Quick as a snake, her hand shoots out and connects with my cheek. Hard.

I gasp, stumbling backward under the onslaught even as my gaze slams into hers. “You’re not leaving this island, Clementine. Not to go to the Aethereum, not to go to college. Not for any reason. The sooner you get that through your head, the better off you’ll be.”

My cheek throbs hotly, but I fight the urge to press a hand to it. That would be a weakness, and I don’t show weakness—not even in front of my mother. Especially not in front of my mother.

“You can say that all you want,” I tell her. “And you might even believe it. But once I graduate, I’m leaving this nightmare behind me as far and as fast as I can.”

“You’re not listening. When I say you’re never getting off this island, I mean you’re never getting off this island.” She smiles thinly. “But don’t get too upset about that. Nightmares aren’t nearly as bad as everyone thinks they are—I would have thought you’d have figured that out by now.”

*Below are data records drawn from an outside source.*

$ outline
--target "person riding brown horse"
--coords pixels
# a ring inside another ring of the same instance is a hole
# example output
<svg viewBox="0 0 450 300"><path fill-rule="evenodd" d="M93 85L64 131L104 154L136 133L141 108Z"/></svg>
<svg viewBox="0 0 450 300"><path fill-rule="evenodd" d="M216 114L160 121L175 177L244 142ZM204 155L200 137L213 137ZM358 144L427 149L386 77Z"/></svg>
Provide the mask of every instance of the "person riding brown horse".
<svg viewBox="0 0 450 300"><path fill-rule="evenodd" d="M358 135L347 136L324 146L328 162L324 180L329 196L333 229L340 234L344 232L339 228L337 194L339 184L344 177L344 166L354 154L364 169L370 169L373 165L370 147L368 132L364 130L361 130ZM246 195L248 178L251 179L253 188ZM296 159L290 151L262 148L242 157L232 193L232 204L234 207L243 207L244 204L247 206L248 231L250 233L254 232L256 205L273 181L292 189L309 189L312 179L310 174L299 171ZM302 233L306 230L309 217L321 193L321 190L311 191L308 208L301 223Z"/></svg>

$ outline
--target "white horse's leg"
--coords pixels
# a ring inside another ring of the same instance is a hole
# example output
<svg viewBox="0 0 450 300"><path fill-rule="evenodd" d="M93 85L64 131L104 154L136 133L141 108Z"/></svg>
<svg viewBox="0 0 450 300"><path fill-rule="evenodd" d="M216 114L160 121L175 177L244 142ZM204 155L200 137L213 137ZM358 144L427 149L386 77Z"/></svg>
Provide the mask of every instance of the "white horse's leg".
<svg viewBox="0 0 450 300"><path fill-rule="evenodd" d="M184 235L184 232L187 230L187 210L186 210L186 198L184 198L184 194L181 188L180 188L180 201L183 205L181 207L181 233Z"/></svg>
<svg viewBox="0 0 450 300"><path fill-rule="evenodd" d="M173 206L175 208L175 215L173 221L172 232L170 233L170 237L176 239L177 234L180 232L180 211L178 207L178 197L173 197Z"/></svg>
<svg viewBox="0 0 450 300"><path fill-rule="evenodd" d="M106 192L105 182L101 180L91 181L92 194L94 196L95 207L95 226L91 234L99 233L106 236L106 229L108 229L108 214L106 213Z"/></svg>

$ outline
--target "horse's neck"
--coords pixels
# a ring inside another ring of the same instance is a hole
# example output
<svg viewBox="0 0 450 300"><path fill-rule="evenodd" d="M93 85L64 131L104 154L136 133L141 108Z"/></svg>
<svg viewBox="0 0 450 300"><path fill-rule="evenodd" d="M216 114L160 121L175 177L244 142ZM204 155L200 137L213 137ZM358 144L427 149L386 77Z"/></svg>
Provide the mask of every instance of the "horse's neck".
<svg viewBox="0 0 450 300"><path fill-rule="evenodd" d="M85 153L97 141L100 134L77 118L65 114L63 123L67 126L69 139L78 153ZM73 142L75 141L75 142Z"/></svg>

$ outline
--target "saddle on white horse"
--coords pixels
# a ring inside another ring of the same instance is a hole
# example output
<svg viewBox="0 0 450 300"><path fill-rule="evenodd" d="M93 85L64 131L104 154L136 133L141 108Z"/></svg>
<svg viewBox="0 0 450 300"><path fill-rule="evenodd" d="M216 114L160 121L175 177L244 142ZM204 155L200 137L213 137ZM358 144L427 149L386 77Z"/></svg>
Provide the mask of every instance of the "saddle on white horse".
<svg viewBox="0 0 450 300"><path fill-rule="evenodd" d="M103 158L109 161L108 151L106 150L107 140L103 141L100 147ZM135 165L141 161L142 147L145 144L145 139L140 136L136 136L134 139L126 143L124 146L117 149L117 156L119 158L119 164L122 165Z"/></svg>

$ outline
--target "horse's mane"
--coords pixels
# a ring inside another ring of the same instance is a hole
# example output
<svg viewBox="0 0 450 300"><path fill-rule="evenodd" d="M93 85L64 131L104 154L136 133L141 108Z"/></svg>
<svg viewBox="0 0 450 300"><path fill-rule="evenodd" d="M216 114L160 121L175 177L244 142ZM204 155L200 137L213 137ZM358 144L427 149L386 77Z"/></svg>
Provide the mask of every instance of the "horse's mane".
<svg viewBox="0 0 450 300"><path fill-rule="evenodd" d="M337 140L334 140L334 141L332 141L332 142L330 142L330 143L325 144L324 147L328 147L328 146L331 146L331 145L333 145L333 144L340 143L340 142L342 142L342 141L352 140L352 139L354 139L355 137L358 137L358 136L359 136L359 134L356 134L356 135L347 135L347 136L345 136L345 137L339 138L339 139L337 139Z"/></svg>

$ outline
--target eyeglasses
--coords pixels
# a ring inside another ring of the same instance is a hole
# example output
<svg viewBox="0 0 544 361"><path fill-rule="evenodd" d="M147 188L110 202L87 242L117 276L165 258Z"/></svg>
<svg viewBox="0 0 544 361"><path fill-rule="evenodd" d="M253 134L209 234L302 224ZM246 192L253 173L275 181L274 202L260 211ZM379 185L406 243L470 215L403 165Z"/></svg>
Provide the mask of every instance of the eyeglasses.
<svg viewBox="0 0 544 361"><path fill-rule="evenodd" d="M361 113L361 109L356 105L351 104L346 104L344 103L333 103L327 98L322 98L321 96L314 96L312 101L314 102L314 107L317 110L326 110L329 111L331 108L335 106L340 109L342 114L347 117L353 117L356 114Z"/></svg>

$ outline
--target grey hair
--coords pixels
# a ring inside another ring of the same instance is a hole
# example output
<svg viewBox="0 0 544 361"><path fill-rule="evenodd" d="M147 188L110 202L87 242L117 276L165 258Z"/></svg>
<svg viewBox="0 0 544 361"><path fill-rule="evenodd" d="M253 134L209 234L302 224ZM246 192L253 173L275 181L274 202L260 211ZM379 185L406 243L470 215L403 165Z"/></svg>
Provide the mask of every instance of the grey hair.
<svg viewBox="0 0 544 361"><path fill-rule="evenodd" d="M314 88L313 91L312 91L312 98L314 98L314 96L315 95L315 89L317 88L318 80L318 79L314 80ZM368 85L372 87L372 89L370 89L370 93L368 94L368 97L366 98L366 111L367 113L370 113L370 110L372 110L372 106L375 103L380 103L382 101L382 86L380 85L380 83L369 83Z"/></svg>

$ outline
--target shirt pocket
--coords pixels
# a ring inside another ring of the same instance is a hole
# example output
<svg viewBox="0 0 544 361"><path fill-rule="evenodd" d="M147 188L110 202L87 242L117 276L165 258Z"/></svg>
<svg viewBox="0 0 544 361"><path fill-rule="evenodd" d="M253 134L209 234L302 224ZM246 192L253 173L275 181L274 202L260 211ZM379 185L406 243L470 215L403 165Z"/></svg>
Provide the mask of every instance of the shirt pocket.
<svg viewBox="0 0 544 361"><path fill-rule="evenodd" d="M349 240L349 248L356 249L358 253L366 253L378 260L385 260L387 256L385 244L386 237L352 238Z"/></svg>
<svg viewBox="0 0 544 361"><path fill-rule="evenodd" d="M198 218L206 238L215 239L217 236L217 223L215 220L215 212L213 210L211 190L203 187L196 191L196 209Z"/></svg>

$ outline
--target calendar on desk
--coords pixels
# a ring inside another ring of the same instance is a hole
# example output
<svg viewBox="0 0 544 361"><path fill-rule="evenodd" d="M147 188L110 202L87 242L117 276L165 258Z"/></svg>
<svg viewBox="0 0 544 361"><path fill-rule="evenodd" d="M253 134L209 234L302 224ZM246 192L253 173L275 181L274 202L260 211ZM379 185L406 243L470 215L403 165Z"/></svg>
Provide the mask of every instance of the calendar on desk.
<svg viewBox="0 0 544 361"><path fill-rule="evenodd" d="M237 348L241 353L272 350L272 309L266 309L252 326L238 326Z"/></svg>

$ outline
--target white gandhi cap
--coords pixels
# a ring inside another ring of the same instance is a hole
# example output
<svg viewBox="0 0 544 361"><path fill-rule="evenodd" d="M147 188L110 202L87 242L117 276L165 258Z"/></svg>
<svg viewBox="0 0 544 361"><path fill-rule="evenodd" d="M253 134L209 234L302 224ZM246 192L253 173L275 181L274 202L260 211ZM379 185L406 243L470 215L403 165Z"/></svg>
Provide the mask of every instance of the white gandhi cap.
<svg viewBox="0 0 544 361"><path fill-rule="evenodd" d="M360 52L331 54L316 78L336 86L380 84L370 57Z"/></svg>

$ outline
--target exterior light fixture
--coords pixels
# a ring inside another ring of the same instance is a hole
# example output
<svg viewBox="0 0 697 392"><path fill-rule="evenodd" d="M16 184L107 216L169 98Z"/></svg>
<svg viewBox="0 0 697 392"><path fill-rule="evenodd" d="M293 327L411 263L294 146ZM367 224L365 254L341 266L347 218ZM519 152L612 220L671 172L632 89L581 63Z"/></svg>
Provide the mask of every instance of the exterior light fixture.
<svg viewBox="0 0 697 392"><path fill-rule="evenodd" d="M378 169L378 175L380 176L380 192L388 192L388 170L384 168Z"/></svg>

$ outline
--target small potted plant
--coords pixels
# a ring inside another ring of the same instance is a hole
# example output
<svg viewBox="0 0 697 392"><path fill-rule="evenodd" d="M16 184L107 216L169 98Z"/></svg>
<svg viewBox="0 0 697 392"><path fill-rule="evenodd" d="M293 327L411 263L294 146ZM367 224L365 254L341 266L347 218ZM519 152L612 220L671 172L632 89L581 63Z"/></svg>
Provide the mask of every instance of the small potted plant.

Fear rolls through me at her words, drowning out the anger and the pain and the horror and leaving nothing but a cold terror in their place. “You can’t mean that,” I whisper.

“Try me.” And just like that, she turns and walks away, her bloodred stilettos tap-tap-tapping out the sound and the fury of her withdrawal from the field of battle. At least until she gets to the end of the hall and calls, “Just remember, Clementine, dreams can be prisons, too. And that’s worse, because—unlike with nightmares—you don’t see the trap coming until it’s far too late.”